Farhan yang sejak tadi tiduran di sana bangkit dan langsung menggunakan pecinya lagi sebelum melanjutkan posisinya berdiri, menyambut kedatangan sahabatnya bersama sang istri.

"Astaghfirullah, ngagetin aja. Sejak kapan ente dimari?"

"Ya biasalah, Kang. Jomlo mah bebas tiduran di mana saja. Apalagi pondok sepi gini. Jadi tak jelas ane luntang luntung gini."

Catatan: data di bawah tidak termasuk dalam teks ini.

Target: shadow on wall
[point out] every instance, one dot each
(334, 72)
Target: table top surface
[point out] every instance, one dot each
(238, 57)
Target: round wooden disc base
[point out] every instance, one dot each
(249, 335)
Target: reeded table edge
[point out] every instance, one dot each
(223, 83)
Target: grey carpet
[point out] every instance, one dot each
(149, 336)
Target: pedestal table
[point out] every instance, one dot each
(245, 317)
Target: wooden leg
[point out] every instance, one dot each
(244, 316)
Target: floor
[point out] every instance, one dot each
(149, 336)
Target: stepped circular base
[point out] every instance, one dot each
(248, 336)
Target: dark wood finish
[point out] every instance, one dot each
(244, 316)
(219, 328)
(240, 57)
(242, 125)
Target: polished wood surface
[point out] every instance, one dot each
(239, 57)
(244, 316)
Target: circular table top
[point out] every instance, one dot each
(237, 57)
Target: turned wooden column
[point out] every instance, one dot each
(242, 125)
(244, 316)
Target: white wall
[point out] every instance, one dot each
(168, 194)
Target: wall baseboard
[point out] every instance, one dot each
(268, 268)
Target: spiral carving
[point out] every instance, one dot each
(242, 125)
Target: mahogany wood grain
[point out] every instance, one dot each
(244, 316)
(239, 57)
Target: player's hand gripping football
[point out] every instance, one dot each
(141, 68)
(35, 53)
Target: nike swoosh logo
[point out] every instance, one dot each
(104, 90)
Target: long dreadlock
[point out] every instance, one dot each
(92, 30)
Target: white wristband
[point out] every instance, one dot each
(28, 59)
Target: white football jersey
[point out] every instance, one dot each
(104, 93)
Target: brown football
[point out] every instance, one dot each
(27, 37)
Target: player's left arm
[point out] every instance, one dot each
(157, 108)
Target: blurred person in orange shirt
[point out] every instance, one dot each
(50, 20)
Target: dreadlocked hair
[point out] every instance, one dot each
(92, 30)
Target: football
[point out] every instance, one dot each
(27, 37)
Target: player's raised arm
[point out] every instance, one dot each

"Hahahaha, nggak usah curhat. Ane udah hapal betul pengalaman itu."

"Hahaha iya juga, ya, lupa ane kalau ente dulu pakarnya." Keduanya tampak tertawa bersama. Laura hanya terdiam di belakang Nabil. Ia selalu merasa malu jika bertemu dengan teman-teman Nabil dan akan selalu bersembunyi di belakang punggung sang suami.

"Ya udah, ane pamit. Kayaknya perut ane udah minta jatah. Kalian nikmatin lah indahnya lukisan sang Maha Pencipa sore ini. Assalamualaikum." Usai Nabil menjabat tangan Farhan, laki-laki itu pun berlalu meninggalkan keduanya.

Lukisan indahnya alam semesta memang tiada duanya. Seindah-indahnya lukisan manusia yang hampir menyamai. Tetap saja, yang nyata pastilah lebih indah dan memesona.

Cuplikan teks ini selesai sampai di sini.